La actualización, publicada oficialmente con el nombre v2026.8.1, busca transformar una herramienta centrada en el uso personal en una plataforma diseñada para equipos, infraestructura compartida y flujos de trabajo empresariales. La nueva versión ofrece una interfaz de navegador rediseñada que reúne conversaciones, archivos, aprobaciones, configuración y actividad de los agentes en tiempo real en un único espacio de trabajo, además de sesiones compartidas en la nube y colaboración multiusuario. También incorpora un sandboxing más potente, permisos basados en roles, controles de aprobación, gestión de información confidencial y funciones de auditoría.
Steinberger señaló en una publicación en X el 31 de agosto que el equipo había trabajado durante dos meses en el desarrollo de “OpenClaw con OpenClaw”. Durante este proceso, el equipo pasó de las herramientas locales de programación al entorno compartido de agentes team.openclaw.ai.

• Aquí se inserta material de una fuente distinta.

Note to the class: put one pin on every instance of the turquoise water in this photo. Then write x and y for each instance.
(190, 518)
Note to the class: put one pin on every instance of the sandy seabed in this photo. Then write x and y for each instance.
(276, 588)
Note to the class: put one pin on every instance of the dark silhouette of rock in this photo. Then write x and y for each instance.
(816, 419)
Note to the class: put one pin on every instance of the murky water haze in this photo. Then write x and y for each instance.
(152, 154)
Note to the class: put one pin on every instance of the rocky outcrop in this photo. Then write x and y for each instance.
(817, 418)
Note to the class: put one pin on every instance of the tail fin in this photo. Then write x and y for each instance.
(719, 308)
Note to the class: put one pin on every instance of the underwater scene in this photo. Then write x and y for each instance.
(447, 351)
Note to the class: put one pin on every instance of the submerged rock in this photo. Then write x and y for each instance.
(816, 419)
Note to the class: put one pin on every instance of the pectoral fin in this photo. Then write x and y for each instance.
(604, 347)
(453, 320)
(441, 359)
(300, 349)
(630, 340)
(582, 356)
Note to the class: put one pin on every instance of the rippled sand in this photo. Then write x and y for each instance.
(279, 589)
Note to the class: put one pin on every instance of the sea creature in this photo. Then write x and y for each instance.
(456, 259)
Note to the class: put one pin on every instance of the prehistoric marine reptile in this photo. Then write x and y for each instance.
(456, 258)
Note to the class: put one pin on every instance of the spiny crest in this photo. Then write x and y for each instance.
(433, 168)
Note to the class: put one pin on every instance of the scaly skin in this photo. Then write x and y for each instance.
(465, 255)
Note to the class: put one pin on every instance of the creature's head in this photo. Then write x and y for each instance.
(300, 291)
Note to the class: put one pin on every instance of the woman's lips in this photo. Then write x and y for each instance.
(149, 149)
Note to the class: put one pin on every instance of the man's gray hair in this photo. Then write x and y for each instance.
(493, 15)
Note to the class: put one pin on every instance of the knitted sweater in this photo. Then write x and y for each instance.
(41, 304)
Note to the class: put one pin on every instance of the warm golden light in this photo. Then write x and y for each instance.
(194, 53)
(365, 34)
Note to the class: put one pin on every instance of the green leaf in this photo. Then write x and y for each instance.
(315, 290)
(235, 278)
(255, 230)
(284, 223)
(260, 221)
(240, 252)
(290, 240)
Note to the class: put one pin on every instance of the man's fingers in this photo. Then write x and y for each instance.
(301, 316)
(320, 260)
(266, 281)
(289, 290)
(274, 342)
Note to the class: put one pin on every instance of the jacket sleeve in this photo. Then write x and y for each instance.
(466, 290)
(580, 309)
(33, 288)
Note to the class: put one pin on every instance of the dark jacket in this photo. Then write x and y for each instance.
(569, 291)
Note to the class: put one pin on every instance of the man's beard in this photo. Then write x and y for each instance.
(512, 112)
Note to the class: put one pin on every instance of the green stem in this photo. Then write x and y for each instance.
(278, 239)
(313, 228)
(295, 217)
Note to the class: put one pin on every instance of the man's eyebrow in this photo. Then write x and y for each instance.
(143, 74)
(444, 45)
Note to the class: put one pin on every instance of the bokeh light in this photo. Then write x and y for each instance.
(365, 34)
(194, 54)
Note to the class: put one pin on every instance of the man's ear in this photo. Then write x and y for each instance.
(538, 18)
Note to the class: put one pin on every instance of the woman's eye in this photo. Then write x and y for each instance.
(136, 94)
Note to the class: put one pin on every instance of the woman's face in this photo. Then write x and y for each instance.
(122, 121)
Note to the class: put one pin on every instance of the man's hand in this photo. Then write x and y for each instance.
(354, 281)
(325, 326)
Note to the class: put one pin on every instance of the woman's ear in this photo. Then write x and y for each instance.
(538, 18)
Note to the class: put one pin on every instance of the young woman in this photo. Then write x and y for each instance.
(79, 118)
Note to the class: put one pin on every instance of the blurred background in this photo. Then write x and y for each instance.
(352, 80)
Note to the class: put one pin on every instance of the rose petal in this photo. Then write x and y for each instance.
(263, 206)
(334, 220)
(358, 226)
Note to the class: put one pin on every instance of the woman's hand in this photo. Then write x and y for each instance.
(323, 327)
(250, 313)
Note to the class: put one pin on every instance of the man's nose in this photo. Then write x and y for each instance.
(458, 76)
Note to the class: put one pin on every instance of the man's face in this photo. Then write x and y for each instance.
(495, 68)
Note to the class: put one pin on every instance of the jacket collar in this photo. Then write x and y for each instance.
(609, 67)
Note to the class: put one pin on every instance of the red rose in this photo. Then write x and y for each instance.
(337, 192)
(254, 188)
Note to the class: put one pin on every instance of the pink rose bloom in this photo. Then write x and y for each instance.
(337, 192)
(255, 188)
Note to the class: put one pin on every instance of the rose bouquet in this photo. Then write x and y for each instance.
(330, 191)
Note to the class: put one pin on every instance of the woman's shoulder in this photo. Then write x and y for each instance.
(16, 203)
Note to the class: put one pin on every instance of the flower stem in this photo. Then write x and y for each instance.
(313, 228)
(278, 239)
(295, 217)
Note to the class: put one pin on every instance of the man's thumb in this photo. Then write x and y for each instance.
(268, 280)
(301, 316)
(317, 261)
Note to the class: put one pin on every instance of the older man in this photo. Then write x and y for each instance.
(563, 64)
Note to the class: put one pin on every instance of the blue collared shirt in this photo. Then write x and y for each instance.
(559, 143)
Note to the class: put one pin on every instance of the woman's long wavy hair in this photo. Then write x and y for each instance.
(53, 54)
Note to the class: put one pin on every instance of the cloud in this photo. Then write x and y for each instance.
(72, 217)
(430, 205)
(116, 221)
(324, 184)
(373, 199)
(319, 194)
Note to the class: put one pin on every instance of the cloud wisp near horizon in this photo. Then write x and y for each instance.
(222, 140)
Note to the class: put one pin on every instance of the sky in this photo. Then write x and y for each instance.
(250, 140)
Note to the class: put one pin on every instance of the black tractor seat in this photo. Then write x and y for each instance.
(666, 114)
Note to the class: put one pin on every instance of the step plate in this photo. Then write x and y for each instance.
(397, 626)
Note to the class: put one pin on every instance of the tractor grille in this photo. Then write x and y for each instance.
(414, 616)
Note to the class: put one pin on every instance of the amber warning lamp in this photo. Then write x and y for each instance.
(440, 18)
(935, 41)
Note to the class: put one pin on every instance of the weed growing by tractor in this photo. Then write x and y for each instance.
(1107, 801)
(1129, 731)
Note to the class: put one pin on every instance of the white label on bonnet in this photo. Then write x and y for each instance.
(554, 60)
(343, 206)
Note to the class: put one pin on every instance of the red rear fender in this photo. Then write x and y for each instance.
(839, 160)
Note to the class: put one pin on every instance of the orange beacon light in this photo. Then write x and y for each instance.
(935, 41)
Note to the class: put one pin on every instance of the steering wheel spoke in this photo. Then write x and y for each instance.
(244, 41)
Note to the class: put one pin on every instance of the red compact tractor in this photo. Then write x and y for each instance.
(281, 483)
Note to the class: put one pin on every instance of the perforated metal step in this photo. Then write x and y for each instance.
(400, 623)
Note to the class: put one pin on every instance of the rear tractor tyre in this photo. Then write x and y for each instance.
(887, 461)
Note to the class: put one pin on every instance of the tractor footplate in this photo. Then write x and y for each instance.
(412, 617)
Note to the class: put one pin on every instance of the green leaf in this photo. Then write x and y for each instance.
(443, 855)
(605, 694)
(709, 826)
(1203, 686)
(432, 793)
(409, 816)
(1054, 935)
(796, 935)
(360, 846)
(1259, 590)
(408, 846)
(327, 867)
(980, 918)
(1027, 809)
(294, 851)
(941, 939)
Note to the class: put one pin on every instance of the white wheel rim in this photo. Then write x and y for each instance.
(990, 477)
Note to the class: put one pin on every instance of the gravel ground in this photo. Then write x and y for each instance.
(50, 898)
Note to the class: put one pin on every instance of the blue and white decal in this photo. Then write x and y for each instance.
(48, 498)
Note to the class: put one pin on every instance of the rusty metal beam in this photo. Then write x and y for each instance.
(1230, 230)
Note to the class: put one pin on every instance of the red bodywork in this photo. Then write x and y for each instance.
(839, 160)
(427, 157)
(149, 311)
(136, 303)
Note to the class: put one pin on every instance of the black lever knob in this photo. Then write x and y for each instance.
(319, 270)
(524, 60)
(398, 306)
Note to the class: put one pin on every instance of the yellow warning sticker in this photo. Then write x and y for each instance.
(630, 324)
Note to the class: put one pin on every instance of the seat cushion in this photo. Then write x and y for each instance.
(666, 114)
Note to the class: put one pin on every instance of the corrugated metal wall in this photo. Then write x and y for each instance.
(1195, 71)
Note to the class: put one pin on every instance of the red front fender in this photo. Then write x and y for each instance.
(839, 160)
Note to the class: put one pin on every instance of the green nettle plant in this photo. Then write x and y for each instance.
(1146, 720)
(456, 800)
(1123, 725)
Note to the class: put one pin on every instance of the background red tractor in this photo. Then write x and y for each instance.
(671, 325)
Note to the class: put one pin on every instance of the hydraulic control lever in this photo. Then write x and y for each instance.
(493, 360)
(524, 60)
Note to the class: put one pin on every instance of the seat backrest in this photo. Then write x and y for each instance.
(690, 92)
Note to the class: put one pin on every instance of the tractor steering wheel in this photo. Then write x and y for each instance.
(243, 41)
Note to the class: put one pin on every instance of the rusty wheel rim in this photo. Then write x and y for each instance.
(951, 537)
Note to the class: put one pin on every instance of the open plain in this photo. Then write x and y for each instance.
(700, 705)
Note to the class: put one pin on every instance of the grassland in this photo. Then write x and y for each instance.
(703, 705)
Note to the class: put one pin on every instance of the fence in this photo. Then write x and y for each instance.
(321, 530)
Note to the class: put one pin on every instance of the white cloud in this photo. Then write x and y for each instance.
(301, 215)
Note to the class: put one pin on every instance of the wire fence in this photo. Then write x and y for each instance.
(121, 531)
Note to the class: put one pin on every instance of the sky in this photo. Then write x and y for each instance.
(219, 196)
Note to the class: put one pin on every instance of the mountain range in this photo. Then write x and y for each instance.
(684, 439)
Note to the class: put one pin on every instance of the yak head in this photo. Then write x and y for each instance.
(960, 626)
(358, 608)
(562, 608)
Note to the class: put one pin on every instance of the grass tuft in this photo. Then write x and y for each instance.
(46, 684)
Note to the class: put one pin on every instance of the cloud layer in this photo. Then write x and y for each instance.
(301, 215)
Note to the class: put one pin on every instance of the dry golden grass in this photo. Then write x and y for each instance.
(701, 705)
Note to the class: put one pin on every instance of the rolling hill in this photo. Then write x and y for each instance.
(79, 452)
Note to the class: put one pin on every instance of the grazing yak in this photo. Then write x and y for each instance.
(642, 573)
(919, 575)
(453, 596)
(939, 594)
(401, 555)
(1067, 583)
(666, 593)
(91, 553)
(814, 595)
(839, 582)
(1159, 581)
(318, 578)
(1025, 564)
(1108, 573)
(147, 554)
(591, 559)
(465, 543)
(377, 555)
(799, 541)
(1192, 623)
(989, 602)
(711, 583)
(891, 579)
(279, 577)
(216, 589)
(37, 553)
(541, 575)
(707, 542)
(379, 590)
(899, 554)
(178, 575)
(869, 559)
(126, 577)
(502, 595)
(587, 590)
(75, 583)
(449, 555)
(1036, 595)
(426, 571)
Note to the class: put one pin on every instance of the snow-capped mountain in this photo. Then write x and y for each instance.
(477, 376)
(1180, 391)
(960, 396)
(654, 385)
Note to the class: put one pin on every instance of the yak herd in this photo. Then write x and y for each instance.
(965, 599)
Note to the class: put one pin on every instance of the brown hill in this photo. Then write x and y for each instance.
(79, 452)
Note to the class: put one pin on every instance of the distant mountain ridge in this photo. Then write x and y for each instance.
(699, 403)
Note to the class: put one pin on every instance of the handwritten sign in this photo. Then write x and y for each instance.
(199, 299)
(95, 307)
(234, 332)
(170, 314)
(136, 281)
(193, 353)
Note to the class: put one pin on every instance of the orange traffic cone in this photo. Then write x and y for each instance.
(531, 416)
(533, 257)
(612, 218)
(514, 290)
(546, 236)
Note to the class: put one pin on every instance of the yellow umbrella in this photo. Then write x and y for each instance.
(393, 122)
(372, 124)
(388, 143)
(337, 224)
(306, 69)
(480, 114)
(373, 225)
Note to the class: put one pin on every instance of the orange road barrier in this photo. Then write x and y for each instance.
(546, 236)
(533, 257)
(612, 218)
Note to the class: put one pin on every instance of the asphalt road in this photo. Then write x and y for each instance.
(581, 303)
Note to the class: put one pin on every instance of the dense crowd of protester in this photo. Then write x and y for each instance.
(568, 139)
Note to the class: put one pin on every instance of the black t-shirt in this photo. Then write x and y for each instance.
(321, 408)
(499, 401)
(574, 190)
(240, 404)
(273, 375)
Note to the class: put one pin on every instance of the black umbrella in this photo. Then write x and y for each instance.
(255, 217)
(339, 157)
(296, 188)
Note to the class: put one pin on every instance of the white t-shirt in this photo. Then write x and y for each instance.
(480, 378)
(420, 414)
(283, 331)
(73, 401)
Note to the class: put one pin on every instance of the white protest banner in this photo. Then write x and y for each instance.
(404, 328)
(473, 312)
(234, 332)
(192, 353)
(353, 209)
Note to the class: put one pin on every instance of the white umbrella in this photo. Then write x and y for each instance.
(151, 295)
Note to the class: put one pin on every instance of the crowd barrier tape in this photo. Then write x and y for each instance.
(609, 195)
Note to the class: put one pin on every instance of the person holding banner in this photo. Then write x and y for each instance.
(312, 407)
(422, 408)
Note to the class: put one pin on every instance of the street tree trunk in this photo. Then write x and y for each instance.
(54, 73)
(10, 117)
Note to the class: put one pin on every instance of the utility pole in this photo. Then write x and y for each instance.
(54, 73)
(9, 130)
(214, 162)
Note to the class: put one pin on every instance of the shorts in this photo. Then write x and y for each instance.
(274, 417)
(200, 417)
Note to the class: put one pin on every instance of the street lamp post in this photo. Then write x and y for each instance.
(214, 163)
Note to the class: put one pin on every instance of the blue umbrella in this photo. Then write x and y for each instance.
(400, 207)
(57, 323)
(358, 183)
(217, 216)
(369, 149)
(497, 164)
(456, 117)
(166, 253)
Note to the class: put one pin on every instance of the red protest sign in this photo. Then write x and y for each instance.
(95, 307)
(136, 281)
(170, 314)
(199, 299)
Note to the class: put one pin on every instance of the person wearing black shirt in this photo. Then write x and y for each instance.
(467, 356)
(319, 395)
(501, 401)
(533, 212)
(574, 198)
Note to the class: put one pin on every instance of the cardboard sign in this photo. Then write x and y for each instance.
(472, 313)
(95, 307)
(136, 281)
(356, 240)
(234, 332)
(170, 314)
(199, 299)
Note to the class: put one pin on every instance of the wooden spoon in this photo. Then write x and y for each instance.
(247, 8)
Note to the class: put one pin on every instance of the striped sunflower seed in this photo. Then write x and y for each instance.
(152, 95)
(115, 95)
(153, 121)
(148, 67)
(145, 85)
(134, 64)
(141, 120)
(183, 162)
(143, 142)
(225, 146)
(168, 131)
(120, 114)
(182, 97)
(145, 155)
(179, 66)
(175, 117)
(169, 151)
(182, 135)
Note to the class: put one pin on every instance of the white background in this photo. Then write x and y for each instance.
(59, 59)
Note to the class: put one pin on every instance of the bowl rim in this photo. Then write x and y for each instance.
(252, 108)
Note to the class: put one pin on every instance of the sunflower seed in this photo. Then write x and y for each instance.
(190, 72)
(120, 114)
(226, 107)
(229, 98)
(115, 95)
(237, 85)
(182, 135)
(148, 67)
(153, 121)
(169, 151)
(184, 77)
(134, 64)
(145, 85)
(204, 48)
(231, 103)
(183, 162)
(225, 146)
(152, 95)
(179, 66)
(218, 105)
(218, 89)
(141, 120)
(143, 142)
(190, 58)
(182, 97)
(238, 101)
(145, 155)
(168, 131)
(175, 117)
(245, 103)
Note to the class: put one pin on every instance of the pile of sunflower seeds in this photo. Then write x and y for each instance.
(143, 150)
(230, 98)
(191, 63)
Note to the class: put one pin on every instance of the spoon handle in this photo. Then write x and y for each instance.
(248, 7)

En el nuevo modelo, las sesiones de los agentes pueden convertirse en espacios de trabajo persistentes que van más allá de un único terminal o trabajador; pueden compartirse con compañeros de equipo, ejecutarse en diferentes máquinas o trabajadores en la nube, y supervisarse desde el navegador. La interfaz renovada también prioriza un uso basado en conversaciones, con el que los trabajadores están familiarizados gracias a productos como ChatGPT, Claude y Gemini.
Por qué es importante
OpenClaw 2.0 es especialmente relevante para la producción colaborativa y los procesos empresariales, ya que transforma los agentes de IA de herramientas utilizadas por una sola persona en un entorno de trabajo gestionado conjuntamente por equipos. Las sesiones persistentes, el acceso desde diferentes máquinas y la supervisión a través del navegador reducen la dependencia de los trabajos de los agentes respecto de un ordenador personal o de un único trabajador. Los permisos basados en roles, los mecanismos de aprobación, el sandboxing y los registros de auditoría abordan los problemas de control y reparto de responsabilidades que plantea el uso de estos sistemas dentro de los equipos. En cambio, sigue sin estar claro hasta qué punto este cambio de rumbo, que llega después de la anterior pérdida de popularidad del proyecto, logrará recuperar el interés de los usuarios y cómo se utilizarán en la práctica las nuevas estructuras empresariales.
Término: agente
Un agente de IA es un software que, en lugar de generar una única respuesta, invoca herramientas y ejecuta tareas de varios pasos para alcanzar un objetivo.